The prion protein is a ubiquitous neuronal membrane protein. Misfolding of the prion protein has been implicated in transmissible spongiform encephalopathies (prion diseases). It has been demonstrated that the human prion protein (PrP) is capable of coordinating at least five Cu(II) ions under physiological conditions; four copper binding sites can be found in the octarepeat domain between residues 61 and 91, while another copper binding site can be found in the unstructured "amyloidogenic" domain between residues 91 and 126 PrP(91-126).
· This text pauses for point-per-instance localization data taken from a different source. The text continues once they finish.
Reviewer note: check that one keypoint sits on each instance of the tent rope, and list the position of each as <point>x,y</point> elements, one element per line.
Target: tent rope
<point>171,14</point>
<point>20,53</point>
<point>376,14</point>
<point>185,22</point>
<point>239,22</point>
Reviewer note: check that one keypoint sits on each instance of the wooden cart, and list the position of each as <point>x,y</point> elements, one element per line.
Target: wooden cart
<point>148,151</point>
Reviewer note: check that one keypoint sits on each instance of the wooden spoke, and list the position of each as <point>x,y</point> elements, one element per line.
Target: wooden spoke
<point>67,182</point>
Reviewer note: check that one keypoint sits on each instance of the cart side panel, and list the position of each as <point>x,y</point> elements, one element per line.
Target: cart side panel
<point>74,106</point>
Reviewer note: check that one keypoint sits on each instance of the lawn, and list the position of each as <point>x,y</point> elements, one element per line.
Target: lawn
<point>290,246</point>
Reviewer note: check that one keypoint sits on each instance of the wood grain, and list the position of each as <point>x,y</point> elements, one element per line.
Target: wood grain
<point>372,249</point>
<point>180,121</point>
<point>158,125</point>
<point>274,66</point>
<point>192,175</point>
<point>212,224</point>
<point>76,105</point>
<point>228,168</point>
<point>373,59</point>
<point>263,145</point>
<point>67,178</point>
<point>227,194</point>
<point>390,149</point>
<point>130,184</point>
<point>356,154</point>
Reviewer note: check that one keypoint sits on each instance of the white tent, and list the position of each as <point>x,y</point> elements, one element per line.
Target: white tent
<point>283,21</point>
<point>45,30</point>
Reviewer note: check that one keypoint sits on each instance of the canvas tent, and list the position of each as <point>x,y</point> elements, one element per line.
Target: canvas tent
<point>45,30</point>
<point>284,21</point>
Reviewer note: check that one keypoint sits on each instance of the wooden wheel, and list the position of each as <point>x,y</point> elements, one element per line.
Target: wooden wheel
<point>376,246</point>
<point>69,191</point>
Herein we expand upon a previous study [J. Shearer, P. Soh, Inorg. Chem. 46 (2007) 710-719] where we demonstrated that the physiologically relevant high affinity Cu(II) coordination site within PrP(91-126) is found between residues 106 and 114. It was shown that Cu(II) is contained within a square planar (N/O)3S coordination environment with one His imidazole ligand (H(111)) and one Met thioether ligand (either M(109) or M(112)). The identity of the Met thioether ligand was not identified in that study. In this study we perform a detailed investigation of the Cu(II) coordination environment within the PrP fragment containing residues 106-114 (PrP(106-114)) involving optical, X-ray absorption, EPR, and fluorescence spectroscopies in conjunction with electronic structure calculations. By using derivatives of PrP(106-114) with systematic Met-->Ile "mutations" we show that the CuII coordination environment within PrP(106-114) is actually comprised of a mixture of two major species; one Cu(II)(N/O)3S center with the M(109) thioether coordinated to CuII and another CuII(N/O)3S center with the M(112) thioether coordinated to CuII. Furthermore, deletion of one or more Met residues from the primary sequence of PrP(106-114) both reduces the CuII affinity of the peptide by two to seven fold, and renders the resulting CuII metallopeptides redox inactive. The biological implications of these findings are discussed.